Point number five – Cut Through the Noise

We want to leave you with a thirty thousand foot view of analyzing sources.  There is a tremendous amount of misinformation out there.  The protests didn’t spread the virus any more than pool parties did on memorial day, or the fourth of July, or the early opening of businesses and beaches.  Those with an agenda, however, will try to paint the opposition as the culprit, whether that opposition is the non-mask wearer, the protestor, the nonchalant beachgoer, the defiant churchgoer, Republican, Democrat, Chinese, or immigrant.  The first sign that you may be getting some false information is when the source tries to label or blame another group for this.  Having studied Aristotelian Logic and the hierarchy of debate in the past, the lowest forms of credible arguments from the bottom up are name-calling, ad hominem attacks of character, responding just to tone, or contradicting without supporting evidence.  Is the source name-calling or blaming a group?  If so, you should probably tune them out.
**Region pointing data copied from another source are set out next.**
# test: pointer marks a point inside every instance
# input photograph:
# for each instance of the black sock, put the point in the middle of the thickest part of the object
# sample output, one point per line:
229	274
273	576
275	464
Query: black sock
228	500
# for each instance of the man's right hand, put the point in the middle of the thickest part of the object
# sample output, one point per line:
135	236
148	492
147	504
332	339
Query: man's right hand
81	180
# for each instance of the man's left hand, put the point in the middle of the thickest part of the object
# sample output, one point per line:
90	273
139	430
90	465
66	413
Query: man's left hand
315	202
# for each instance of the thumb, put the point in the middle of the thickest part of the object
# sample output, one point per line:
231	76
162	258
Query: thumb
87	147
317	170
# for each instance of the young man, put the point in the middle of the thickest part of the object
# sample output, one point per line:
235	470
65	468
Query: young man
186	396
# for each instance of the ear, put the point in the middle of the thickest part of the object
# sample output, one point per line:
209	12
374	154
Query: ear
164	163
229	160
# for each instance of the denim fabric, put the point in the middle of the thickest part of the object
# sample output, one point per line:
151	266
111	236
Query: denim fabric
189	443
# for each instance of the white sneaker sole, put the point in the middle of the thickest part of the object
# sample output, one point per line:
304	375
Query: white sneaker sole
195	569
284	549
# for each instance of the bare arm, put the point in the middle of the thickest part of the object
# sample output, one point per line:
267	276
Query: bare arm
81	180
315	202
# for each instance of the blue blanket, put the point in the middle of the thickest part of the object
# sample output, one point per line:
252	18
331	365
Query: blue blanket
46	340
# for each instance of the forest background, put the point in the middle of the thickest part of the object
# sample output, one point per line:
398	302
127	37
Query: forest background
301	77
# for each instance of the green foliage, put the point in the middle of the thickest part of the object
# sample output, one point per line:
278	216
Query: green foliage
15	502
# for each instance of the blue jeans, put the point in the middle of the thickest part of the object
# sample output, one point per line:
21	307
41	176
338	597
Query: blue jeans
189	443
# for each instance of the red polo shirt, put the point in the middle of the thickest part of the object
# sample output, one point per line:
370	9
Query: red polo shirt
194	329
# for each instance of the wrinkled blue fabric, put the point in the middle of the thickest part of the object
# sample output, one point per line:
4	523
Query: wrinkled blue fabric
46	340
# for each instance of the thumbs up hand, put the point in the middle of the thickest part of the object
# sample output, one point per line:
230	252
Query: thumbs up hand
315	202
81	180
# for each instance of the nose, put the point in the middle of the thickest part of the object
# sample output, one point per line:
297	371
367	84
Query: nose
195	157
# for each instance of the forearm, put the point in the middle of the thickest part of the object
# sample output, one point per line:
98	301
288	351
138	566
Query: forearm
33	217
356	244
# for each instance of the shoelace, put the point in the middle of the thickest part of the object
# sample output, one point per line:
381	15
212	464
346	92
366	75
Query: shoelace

Second, is the source’s information contrary to the majority of information out there?  Here we suggest you understand Occam’s Razor principle that “the simplest answer is most often correct.”  While it’s easy to wonder if there is some global, concerted effort, or some conspiracy by every member of the mainstream media, it isn’t really logical.  We would more easily accept that a global cabal of hand sanitizer manufacturers was pulling the strings behind this virus than every reporter, most politicians, most countries, most scientists, most every health official, and so on and so on.  Sometimes the simplest answer is the correct answer, and that simple answer is that we face a real virus and can only defeat it if we unite behind a strategy to defeat it.

Finally, don’t completely dismiss or completely accept any one source.  If you read something as fact, do a little more research and get additional confirmation of it.  Don’t put all your faith in one person’s talking head social commentary.  That goes for me too.  This is why I’ve listed all the links below.  If you disagree with one of my points, that’s fine, but you ought not to throw the baby out with the bathwater.  One of my points could be wrong, but that doesn’t, as a result, invalidate all the other points.  Keep an open mind and read, read, read.  Then you’ll drill down to the truth.

In conclusion, you may disagree with me or agree with me.  You can get mad at us or applaud me for taking a stand here.  You can label me, but we already talked about that.  What matters to us, and what we take seriously, is our obligation to this community.  We feel obligated to inform you of the threats you face and provide guidance to you on how to survive those threats.  That, to us, is more important than either yours or our opinion.  We hope you too share a concern for the well-being of others in the community.

As always, please stay safe out there.